I have a 30 sitemap files look like below:
<?xml version="1.0" encoding="UTF-8"?><urlset xmlns="http://www.sitemaps.org/schemas/sitemap/0.9">
<url>
<loc>http://www.A.com/a</loc>
<lastmod>2013-08-01</lastmod>
<changefreq>weekly</changefreq>
<priority>0.6</priority>
</url>
<url>
<loc>http://www.A.com/b</loc>
<lastmod>2013-08-01</lastmod>
<changefreq>weekly</changefreq>
<priority>0.6</priority>
</url>
...
</urlset>
The output I want four columns each row for each url tag, print out to screen
http://www.A.com/a 2013-08-01 weekly 0.6
http://www.A.com/b 2013-08-01 weekly 0.6
The way that I am using is Python BeautifulSoup to parse the tag out, however, the performance is horribly slow since there are 30+ files there and 300,000 lines per file.
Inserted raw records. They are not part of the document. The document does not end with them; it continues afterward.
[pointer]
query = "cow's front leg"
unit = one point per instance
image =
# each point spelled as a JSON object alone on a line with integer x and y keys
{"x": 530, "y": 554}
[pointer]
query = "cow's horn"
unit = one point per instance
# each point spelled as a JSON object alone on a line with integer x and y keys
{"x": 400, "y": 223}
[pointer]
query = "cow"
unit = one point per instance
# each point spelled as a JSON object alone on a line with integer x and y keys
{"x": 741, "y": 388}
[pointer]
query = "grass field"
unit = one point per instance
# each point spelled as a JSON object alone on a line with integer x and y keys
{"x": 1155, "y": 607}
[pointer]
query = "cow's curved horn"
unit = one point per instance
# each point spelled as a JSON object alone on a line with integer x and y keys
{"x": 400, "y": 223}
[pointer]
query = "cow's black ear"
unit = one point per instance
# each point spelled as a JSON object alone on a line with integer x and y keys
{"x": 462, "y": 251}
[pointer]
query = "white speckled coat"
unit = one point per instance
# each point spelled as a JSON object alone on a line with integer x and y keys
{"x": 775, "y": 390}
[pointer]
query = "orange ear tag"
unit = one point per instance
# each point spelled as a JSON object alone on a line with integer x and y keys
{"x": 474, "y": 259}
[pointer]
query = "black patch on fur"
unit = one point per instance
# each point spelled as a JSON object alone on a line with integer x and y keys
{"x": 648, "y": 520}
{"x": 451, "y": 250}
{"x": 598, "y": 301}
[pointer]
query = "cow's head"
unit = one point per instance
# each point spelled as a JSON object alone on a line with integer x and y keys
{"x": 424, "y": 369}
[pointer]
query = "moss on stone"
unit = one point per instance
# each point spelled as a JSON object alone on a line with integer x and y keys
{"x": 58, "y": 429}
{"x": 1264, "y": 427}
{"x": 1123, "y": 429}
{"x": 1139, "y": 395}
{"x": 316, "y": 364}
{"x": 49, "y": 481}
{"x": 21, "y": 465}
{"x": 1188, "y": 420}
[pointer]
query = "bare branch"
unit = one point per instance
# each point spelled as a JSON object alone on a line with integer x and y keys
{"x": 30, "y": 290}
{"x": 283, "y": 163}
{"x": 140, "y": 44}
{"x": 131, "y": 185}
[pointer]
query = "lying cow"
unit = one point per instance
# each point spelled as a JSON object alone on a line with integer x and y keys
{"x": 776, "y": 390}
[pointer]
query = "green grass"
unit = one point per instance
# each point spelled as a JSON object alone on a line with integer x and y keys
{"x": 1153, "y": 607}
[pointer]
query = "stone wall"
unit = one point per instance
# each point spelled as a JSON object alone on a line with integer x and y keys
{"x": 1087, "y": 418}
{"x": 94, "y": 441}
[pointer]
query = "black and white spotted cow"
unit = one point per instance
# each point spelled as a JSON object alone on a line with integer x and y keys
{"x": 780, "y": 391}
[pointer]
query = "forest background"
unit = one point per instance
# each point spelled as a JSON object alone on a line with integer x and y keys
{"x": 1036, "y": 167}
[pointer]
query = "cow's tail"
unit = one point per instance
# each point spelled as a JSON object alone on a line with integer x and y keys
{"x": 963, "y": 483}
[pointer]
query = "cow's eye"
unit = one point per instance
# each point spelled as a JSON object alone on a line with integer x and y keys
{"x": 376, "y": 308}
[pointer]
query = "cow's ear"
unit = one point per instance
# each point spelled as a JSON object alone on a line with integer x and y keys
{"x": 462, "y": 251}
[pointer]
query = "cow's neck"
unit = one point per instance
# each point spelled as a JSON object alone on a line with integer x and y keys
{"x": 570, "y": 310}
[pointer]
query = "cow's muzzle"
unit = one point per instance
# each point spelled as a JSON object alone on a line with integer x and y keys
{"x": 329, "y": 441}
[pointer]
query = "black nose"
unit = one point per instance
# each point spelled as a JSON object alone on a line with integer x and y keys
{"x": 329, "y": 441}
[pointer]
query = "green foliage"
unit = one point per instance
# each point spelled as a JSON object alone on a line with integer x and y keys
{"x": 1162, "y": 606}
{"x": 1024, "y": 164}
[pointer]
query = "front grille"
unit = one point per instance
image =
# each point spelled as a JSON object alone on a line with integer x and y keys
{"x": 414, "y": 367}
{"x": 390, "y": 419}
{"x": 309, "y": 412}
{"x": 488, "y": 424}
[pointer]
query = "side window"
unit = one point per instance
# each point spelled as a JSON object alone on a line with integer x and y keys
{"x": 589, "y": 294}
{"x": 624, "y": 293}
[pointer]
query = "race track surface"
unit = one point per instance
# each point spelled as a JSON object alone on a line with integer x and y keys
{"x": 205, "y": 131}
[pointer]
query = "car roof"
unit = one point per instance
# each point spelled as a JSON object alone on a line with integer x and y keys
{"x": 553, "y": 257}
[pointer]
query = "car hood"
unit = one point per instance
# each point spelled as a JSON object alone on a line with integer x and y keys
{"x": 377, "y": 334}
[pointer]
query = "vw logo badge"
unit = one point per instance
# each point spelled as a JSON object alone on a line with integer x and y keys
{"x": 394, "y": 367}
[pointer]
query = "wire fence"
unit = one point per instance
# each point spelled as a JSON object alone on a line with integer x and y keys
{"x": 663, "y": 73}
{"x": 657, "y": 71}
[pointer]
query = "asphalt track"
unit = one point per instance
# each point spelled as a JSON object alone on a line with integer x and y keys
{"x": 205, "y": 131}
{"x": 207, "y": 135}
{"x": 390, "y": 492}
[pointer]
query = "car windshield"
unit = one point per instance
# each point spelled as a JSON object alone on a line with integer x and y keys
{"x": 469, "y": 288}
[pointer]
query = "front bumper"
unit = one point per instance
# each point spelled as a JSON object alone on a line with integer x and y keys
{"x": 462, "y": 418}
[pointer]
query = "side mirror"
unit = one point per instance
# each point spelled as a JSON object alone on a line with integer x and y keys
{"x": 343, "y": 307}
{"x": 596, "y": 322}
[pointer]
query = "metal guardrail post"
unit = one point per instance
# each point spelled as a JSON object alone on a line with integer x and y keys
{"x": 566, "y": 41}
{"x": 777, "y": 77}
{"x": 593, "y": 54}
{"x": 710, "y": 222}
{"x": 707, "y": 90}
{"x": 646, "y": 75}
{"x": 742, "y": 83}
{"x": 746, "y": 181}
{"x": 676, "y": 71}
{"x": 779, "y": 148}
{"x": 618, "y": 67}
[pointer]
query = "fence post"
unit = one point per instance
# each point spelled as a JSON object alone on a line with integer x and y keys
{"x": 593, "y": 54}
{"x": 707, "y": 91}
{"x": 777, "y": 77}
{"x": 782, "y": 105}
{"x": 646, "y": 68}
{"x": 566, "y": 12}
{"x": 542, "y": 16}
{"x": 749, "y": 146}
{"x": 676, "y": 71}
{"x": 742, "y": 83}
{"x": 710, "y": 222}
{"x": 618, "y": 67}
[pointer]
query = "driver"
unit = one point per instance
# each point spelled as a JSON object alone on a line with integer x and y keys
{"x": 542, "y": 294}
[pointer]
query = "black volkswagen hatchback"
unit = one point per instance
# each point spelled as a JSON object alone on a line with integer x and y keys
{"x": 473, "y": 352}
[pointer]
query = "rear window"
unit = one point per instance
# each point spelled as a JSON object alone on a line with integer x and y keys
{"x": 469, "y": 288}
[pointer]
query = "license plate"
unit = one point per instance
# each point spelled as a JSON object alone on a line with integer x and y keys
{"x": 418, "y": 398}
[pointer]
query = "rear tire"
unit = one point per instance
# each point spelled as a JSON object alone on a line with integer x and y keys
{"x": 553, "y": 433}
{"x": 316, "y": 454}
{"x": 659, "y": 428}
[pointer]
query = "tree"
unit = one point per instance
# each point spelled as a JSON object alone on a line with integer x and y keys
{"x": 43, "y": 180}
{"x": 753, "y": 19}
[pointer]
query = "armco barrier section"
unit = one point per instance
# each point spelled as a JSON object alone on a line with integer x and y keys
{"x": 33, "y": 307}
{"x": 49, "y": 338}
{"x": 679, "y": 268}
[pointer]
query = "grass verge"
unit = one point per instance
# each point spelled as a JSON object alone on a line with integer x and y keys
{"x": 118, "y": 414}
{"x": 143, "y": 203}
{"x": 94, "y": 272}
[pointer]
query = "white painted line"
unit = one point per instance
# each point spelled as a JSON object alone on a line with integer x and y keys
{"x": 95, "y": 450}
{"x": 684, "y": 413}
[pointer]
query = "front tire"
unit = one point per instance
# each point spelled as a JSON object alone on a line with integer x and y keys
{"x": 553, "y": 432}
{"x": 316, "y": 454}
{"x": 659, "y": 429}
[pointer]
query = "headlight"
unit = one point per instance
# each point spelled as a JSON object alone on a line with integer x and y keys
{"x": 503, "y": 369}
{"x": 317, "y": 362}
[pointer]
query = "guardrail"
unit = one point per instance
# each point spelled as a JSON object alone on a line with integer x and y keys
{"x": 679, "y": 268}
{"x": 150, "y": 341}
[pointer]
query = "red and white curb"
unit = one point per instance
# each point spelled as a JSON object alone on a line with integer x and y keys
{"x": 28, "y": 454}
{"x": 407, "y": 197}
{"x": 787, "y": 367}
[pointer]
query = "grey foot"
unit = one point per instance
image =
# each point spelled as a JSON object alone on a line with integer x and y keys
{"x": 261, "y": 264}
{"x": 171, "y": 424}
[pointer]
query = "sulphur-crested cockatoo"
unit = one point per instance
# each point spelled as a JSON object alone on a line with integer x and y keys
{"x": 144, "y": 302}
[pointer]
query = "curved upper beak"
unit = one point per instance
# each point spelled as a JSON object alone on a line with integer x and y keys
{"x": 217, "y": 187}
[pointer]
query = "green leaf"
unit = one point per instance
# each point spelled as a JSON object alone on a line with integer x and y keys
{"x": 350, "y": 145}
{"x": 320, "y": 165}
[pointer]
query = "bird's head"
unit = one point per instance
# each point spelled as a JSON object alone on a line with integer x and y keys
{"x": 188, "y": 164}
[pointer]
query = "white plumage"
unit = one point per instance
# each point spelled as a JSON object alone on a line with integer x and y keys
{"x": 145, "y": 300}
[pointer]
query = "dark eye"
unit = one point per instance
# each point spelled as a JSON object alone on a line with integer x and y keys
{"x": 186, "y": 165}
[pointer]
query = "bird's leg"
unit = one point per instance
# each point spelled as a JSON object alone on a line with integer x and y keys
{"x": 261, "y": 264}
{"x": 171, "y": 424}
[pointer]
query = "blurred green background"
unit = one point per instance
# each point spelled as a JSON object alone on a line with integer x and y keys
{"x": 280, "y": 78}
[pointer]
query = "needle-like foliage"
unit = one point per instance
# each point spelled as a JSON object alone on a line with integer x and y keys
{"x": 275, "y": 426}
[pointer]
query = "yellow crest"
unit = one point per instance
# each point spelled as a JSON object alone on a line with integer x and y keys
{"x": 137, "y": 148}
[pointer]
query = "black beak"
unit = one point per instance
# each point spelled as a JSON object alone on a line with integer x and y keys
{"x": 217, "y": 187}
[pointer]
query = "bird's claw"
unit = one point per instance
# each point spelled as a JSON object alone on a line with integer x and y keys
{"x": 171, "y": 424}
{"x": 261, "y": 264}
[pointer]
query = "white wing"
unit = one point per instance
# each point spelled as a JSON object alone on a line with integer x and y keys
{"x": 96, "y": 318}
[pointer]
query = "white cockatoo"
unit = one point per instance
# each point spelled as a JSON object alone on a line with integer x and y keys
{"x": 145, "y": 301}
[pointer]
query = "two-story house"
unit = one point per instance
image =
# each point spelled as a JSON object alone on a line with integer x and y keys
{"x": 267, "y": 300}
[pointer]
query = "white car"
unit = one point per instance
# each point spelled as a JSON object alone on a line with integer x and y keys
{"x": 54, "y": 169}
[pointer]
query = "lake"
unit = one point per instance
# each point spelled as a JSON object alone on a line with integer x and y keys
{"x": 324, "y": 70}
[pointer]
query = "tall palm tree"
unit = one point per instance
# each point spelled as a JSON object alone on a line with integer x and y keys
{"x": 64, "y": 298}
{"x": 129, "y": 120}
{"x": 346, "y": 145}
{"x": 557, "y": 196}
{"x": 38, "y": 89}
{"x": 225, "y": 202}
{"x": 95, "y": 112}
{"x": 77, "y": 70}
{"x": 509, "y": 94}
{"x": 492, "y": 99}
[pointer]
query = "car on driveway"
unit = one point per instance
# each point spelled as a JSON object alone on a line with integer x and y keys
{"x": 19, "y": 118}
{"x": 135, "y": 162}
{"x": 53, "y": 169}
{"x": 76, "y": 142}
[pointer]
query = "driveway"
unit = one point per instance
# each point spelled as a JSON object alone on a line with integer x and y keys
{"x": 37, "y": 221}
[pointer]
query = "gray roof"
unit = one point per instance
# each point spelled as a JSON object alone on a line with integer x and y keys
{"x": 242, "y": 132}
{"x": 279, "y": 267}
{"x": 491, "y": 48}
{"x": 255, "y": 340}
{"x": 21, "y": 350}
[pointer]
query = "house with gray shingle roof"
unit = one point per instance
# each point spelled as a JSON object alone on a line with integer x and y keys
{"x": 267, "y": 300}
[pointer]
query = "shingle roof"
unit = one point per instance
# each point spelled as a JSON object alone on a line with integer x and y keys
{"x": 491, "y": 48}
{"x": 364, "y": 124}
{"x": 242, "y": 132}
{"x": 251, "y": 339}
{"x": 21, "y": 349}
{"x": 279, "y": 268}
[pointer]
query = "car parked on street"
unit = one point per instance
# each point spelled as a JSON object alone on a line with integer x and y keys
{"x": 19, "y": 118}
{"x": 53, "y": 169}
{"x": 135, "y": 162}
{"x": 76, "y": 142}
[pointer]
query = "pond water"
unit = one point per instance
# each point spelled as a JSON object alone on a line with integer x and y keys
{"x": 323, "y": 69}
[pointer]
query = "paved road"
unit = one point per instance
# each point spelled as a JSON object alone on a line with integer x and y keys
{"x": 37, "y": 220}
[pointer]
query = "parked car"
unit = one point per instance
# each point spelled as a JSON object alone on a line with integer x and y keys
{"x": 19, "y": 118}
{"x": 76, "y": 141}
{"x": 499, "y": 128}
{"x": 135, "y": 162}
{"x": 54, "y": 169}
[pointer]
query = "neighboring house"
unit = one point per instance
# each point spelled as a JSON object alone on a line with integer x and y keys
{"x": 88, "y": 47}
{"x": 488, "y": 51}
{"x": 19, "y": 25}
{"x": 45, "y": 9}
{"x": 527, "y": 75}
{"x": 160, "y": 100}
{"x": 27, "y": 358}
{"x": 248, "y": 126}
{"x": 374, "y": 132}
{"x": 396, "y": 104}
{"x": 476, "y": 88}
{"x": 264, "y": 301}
I am wondering would it be possible that use some shell AWK or SED to do that or.. I am just using the wrong tools to do that.
Since the sitemap is so well formatted, there might be some regular expression tricks to get around it.
Any one have experience dividing records/rows in AWK or SED by multiple lines instead of new line character?
Thanks a lot!